Quando enfatizamos a restauração do nome hebraico de Yeshua não raro nos deparamos com o argumento de que os apóstolos, sob inspiração da Ruach HaKodesh (Espírito da Santidade), escreveram em grego e que empregaram livremente termos como “Theos” em lugar de Elohim, “Kurios” em lugar de Adonai e “Iesous” em lugar de Yeshua. Argumentam alguns que a forma “Iesous” teria sido criada pelos sábios judeus ao traduzirem a Septuaginta [1] muito antes de se produzir o "Novo Testamento".

 

Abraçamos esses termos no passado porque nossas mentes se recusavam a ir além da comida enlatada que nos era servida. Uma investigação preliminar já nos fornecerá pratos mais apetitosos, e com um colorido de verdade mais atraente.

 

Inicialmente nomes próprios normalmente não se traduzem, apenas se transliteram, ou seja, se procuram as letras correspondentes ao mesmo som original na língua final. E nos casos em se traduz um nome, que seja um nome que preserve o significado original. A tradução deve se concentrar em encontrar uma palavra que tenha idêntico sentido na língua para a qual se está traduzindo o texto.

 

Ora em hebraico Yeshua significa salvação. Na língua grega original a palavra para salvação é Soteria e o equivalente para Salvador é Soteros. Isso traz uma dificuldade enorme para o termo “Iesous”, pois ela simplesmente não significa nada, não existia na língua grega original esse termo.

 

Por alguma razão que nos foge à compreensão e que a meu ver era espiritual, eles adaptaram Avraham para Abraam, Ytzchak para Isaak, Yakov para Iakob, Yshay para Iessai, e Yeshua para Iesous. Nenhum nome do Tanach foi tão corrompido de tal forma que os gentios não o pudessem conhecer como o Nome mais elevado de todos, o nome do Messias.

 

O nome Yeshua que significa salvação, não foi traduzido pela palavra grega correspondente que é Soteria, nem pelo seu equivalente masculino Soteros, mas foi simplesmente esquecido, apagado, e em seu lugar se criou uma palavra nova, adulterando uma língua. Antes de prosseguir quero recordar uma vez mais o que diz a palavra:

 

Seja conhecido de vós todos, e de todo o povo de Israel, que em nome de Yeshua HaMashiach, o Nazareno, aquele a quem vós crucificastes e a quem Elohim ressuscitou dentre os mortos, em nome desse é que este está são diante de vós. Ele é a pedra que foi rejeitada por vós, os edificadores, a qual foi posta por cabeça de esquina. E em nenhum outro há salvação, porque também debaixo do céu nenhum outro nome há dado entre os homens, pelo qual devamos ser salvos. (Atos 4:10-12)
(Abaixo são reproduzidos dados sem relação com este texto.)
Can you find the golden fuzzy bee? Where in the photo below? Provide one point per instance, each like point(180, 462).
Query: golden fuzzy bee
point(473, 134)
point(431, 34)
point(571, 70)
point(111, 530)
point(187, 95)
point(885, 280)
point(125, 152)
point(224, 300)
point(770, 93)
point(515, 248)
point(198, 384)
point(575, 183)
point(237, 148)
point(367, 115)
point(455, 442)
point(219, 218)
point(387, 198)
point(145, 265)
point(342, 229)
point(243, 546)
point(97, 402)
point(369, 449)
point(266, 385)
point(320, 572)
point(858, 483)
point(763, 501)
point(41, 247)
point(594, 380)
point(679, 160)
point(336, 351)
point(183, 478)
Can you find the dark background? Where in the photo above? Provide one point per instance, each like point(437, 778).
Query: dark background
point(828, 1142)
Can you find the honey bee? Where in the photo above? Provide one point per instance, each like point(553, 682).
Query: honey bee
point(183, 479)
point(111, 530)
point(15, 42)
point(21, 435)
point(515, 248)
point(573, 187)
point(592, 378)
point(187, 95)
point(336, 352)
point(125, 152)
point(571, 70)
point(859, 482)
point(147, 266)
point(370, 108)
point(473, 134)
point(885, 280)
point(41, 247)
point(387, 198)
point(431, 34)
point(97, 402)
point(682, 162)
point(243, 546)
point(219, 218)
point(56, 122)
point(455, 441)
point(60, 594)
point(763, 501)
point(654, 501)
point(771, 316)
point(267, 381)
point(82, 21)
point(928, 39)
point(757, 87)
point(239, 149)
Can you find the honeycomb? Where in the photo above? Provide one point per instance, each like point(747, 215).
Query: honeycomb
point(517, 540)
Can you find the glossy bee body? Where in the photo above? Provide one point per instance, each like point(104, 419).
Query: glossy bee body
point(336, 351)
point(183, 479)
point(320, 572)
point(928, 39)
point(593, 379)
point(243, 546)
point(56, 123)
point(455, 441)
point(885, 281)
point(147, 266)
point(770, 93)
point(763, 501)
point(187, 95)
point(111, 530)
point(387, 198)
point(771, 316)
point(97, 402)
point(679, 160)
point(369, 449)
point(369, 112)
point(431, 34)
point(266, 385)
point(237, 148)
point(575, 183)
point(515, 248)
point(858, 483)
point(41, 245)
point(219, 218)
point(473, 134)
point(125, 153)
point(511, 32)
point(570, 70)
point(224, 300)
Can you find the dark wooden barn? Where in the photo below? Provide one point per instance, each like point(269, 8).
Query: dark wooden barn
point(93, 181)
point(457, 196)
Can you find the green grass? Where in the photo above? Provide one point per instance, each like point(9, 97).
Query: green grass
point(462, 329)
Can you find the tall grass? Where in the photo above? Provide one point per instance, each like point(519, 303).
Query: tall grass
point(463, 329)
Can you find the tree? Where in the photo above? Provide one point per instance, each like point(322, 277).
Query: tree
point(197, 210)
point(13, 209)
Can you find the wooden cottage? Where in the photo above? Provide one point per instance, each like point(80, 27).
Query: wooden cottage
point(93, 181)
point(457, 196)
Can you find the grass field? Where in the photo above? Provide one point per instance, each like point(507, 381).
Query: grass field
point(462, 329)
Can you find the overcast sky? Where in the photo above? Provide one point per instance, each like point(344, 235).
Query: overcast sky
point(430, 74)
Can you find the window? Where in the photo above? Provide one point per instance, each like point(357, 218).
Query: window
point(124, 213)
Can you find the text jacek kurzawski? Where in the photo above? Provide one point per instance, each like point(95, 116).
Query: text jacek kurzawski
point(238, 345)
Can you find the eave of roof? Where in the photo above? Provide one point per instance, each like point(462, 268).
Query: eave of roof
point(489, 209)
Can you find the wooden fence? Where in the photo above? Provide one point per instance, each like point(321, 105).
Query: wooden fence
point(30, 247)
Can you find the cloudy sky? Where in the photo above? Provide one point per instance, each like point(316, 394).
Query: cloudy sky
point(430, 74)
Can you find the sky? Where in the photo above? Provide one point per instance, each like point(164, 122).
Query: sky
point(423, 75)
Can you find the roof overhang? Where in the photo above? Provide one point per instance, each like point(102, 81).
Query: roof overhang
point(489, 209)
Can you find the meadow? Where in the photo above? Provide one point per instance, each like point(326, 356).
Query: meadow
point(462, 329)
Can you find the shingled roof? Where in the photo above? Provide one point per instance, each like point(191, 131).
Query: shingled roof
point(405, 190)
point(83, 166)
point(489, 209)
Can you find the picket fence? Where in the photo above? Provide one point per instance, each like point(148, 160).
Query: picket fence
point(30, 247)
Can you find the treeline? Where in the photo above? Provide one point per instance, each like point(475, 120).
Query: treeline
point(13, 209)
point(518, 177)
Por isso, também Elohim o exaltou soberanamente, e lhe deu um nome que é sobre todo o nome, para que ao nome de Yeshua se dobre todo o joelho dos que estão nos céus, e na terra, e debaixo da terra, E toda a língua confesse que Yeshua HaMashiach é SENHOR, para glória de Elohim Pai. (Filipenses 2:9-11)

 

Ora, o discurso de Kefa (Pedro) foi feito em Yerushalaim (Jerusalém), para judeus e o texto de Filipenses foi escrito para gentios. Esse nome que é ÚNICO não pode ter sido mudado de Yeshua para Iesus, porque os dois nomes não têm quase nada em comum e Jesus ainda menos.

 

Isso nos leva de volta a questão da língua original do "Novo Testamento". Para resolver a questão precisamos ter em conta que os apóstolos, sendo judeus, escreveram em grande parte para judeus, pelo que não faria sentido algum, por exemplo, que escrevessem uma epístola aos hebreus na língua grega. Ainda que houvesse judeus helenistas (falantes de grego), já que eles se espalharam por todo Império Romano, estes sempre usaram o hebraico nas suas sinagogas como o fazem até hoje. Além disso, havia uma quantidade enorme de crentes judeus morando em Israel. O uso do grego nestes casos jamais se justificaria.

 

Supor que os evangelhos foram escritos em grego seria equivalente a dizer que a vida de Yeshua não despertou interesse algum entre os judeus e que sua mensagem não lhes dizia respeito. Isso é desmentido pela Brit Chadashá (“Novo Testamento”) que declara:

 

E, ouvindo-o eles, glorificaram ao Senhor, e disseram-lhe: Bem vês, irmão, quantos milhares de judeus há que creem, e todos são zeladores da lei. (Atos 21:20)

 

Escrever para estes crentes em grego seria a forma de fazer com que a mensagem jamais chegasse a todos.

 

Existem inúmeras provas de que a Brit Chadashá não foi originalmente escrita em grego, mas em hebraico e aramaico. Ao contrário do que cristandade no ocidente tem afirmado não há provas de que o “Novo Testamento” haja de fato sido escrito em grego. Além disso, não há originais de nenhum texto bíblico, apenas cópias de cópias de cópias. Aqui é oportuno dizer que existem apenas três textos completos do “Novo Testamento” que podem ser considerados realmente antigos. Trata-se da Primeira e Segunda Epístola de Timóteo e da Terceira Epistola de Yochanan (João). Os três textos datam do ano 350.

 

Nessa época, a igreja juntou diversos textos gregos rejeitando todos os textos aramaicos, siríacos e Hebraicos e produziu as cópias conhecidas como Codex Vaticanus (325-350), Codex Sinaiticus (330-360) e Codex Alexandrinus (400-440).  Preservam-se hoje cerca de 5.400 manuscritos do Novo Testamento em grego, a maioria deles são fragmentos. Destes apenas 36, são do século III ou anteriores.

 

Nota-se que todos os três códices completos da Bíblia em grego são ao período sob forte influência grega e romana na igreja ocidental, iniciado no Concílio de Niceia em 325. Mais tarde Jerônimo, ao produzir a sua Vulgata Latina, reconhecerá que vários evangelhos foram produzidos originalmente em hebraico, em especial o de Matityahu (Mateus) e Ivrim (Hebreus), mas nem por isso eles foram levados em conta ou serviram de base para sua tradução para o latim.

 

É convicção da igreja oriental que os textos foram traduzidos diretamente do hebraico para o siríaco, um dialeto do aramaico por volta do ano 160. O Diatessaron, o mais famoso dos manuscritos dos quatro evangelhos em siríaco foi produzido por Taciano entre os anos 160 e 175.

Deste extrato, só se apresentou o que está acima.